Door bovenstaande gedragingen is verweerders vertrouwen in eiser als militair ernstig geschaad en is gebleken dat eiser verregaand nalatig is geweest in de vervulling van zijn plichten. Daarbij heeft verweerder vermeld dat eiser onbetrouwbaar is gebleken doordat hij ten overstaan van de gemeente Emmen bewust heeft verzwegen dan wel heeft ontkend dat hij nog in dienst is van Defensie met als gevolg dat hij inkomsten genoot van zowel Defensie als de gemeente Emmen.
Verweerder heeft vastgesteld dat eiser gedurende een zeer lange periode, te weten van december 2017 tot oktober 2018, de gelegenheid heeft gehad om melding te maken van de inkomsten die eiser ontving van de gemeente Emmen en melding te maken van de omvang van het (vrijwilligers)werk dat hij heeft verricht voor de Stichting. Het had op eisers weg gelegen om bij zijn re-integratiebegeleider aan te geven dat hij wel in staat was om meer dan een uur per week vrijwilligerswerk te verrichten en zijn verdiensten van de gemeente Emmen te melden bij Defensie. Eiser heeft dit nagelaten en heeft bovendien niet onderbouwd dat hij, vanwege ziekte, de ontoelaatbaarheid van zijn gedrag niet heeft kunnen inzien en niet overeenkomstig dat inzicht heeft kunnen handelen. Ook anderszins is verweerder niet van dergelijke feiten of omstandigheden gebleken. Daarom heeft verweerder vastgesteld dat het verweten gedrag eiser kan worden toegerekend.

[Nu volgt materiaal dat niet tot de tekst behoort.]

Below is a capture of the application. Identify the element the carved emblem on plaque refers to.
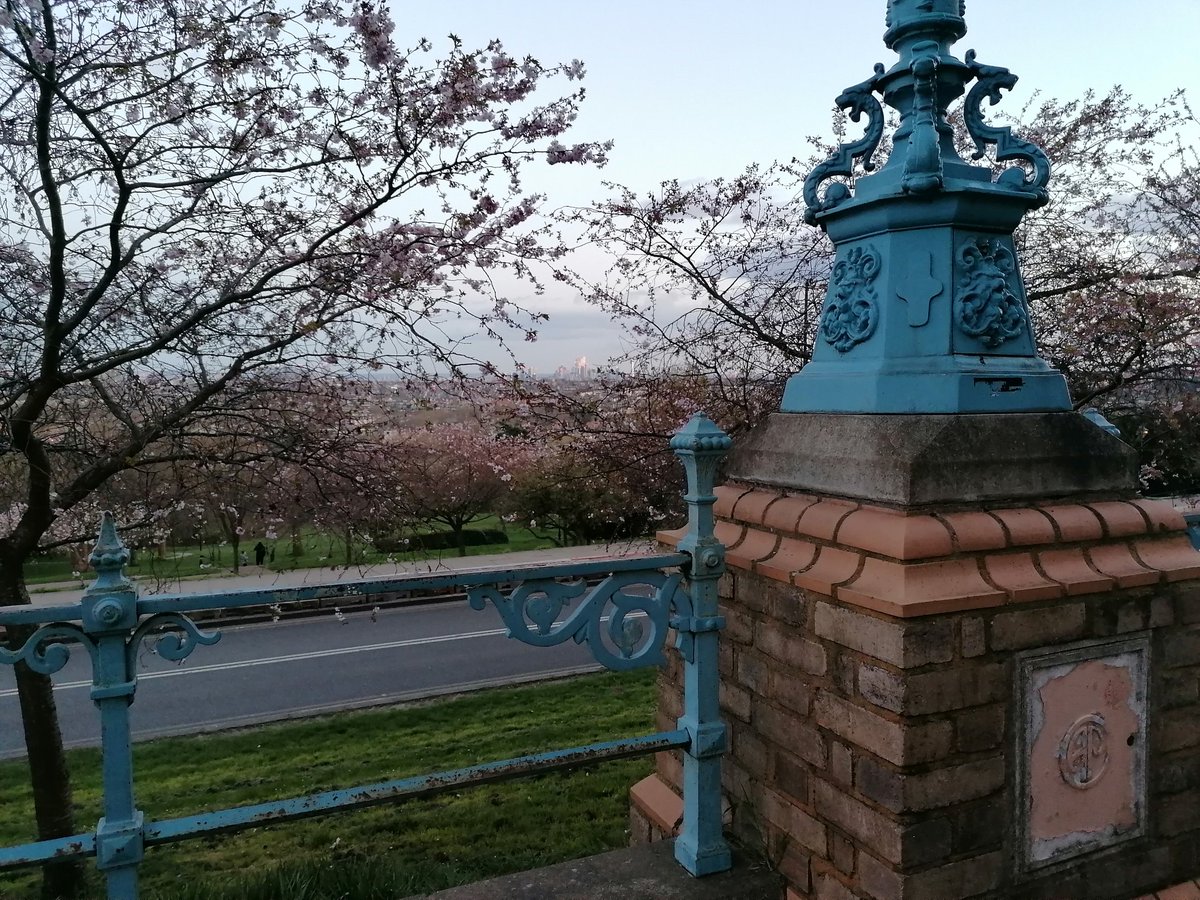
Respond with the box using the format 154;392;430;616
1058;714;1109;791
954;239;1028;349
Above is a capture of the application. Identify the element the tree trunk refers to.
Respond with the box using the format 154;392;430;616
0;558;85;900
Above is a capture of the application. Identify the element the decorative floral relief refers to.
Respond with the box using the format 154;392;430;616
1058;715;1109;791
821;247;880;353
954;238;1028;348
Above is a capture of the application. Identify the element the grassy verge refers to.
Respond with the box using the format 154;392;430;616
0;670;655;900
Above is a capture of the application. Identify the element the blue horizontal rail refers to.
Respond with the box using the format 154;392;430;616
0;415;730;900
0;553;690;625
0;731;690;869
145;731;690;845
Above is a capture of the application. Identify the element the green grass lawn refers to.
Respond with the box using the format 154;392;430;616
0;670;655;900
25;516;554;584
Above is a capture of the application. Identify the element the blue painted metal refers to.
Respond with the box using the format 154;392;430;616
1183;511;1200;550
0;416;730;900
145;731;690;846
782;0;1070;413
467;572;690;671
1080;407;1121;438
671;414;732;875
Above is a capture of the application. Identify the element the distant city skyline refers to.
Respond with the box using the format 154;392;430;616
408;0;1200;371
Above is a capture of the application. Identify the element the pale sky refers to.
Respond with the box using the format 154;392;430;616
403;0;1200;372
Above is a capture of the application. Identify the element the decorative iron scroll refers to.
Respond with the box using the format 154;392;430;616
962;50;1050;206
821;247;880;353
125;612;221;672
954;239;1030;348
467;571;691;671
804;62;884;224
0;622;96;674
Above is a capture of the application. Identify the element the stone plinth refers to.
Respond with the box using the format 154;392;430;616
635;481;1200;900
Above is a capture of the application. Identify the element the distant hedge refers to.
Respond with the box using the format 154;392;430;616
372;528;509;553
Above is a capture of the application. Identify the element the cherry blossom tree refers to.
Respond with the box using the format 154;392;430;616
0;0;606;896
386;422;529;557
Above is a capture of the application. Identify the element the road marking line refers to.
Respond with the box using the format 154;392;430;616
0;628;508;697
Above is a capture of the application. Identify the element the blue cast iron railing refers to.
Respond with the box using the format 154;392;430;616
0;415;730;900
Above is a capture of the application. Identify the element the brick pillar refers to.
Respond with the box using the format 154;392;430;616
634;482;1200;900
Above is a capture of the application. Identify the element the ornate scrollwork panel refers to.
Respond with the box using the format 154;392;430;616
962;50;1050;206
954;238;1030;348
804;62;883;224
821;247;880;353
467;571;691;671
0;622;96;676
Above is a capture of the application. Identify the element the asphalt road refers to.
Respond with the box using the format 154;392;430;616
0;600;593;758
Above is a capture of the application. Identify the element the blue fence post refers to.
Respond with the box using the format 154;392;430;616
82;512;144;900
671;413;732;875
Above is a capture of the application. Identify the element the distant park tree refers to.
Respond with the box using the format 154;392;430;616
0;0;606;896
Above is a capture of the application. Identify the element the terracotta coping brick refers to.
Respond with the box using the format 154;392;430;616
730;491;782;526
838;558;1008;617
726;528;779;571
938;512;1008;553
1042;504;1104;542
757;535;817;584
762;494;817;534
983;553;1066;604
654;526;688;547
792;547;863;596
991;509;1055;547
714;522;746;550
838;508;954;559
1087;544;1162;588
713;485;746;518
796;500;858;541
1130;500;1188;532
1087;500;1150;538
1133;534;1200;581
1038;547;1112;596
629;775;683;834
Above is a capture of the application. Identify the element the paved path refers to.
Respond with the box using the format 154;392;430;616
23;540;654;606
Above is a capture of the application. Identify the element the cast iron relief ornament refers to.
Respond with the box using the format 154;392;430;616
954;239;1030;347
782;0;1070;413
821;247;880;353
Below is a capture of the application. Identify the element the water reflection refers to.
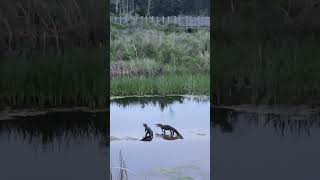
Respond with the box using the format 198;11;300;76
110;96;210;180
211;108;320;135
0;112;109;146
211;108;320;180
0;112;109;180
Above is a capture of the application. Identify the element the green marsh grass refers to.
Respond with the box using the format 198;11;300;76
111;74;210;96
110;25;210;96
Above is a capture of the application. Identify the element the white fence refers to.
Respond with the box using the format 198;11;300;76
110;16;210;29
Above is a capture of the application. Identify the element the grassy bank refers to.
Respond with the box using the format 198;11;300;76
111;74;210;96
211;0;320;105
0;48;107;107
110;25;210;96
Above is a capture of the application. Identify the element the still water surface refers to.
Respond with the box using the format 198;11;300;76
0;112;109;180
211;109;320;180
110;97;210;180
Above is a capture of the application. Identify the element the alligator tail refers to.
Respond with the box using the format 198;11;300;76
174;129;183;139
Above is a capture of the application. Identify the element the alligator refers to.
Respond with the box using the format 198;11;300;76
143;123;153;139
156;124;183;139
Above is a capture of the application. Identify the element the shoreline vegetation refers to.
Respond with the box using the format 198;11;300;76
211;0;320;106
110;23;210;96
0;0;108;109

Verweerder heeft zich gerealiseerd dat het ontslag en de opgelegde terugbetaling een grote (financiële) impact hebben op eisers leven. Gelet op de aard en de ernst van het verweten gedrag is verweerder echter, ook na beschouwing van alle relevante feiten en omstandigheden, van mening dat het ontslag evenredig is aan de ernst van de verweten gedragingen.
Het betoog van eiser
4. Eiser heeft aangevoerd dat hij zich er niet van bewust is geweest dat hij fout heeft gehandeld, omdat hij veel meer aan zijn hoofd had dan het geld dat hij kreeg. Eiser lijdt aan een posttraumatische stressstoornis (PTSS) en zou een traject beginnen bij de Militaire Geestelijke Gezondheidszorg. Omdat hij van april 2017 tot januari 2018 zonder geld zat, heeft hij van de stichting waarvoor hij vrijwilligerswerk verrichtte maandelijks loon gekregen om zijn vaste lasten te kunnen betalen. Als het slecht ging, ging hij maar een uur. Verder heeft eiser een diploma gehaald voor basis onderofficier; hij was alleen nog niet benoemd. Hij is gepest en gediscrimineerd bij Defensie om hem te kunnen ontslaan. Hij is bovendien niet in staat om zo’n groot bedrag terug te betalen van de uitkering die hij nu ontvangt.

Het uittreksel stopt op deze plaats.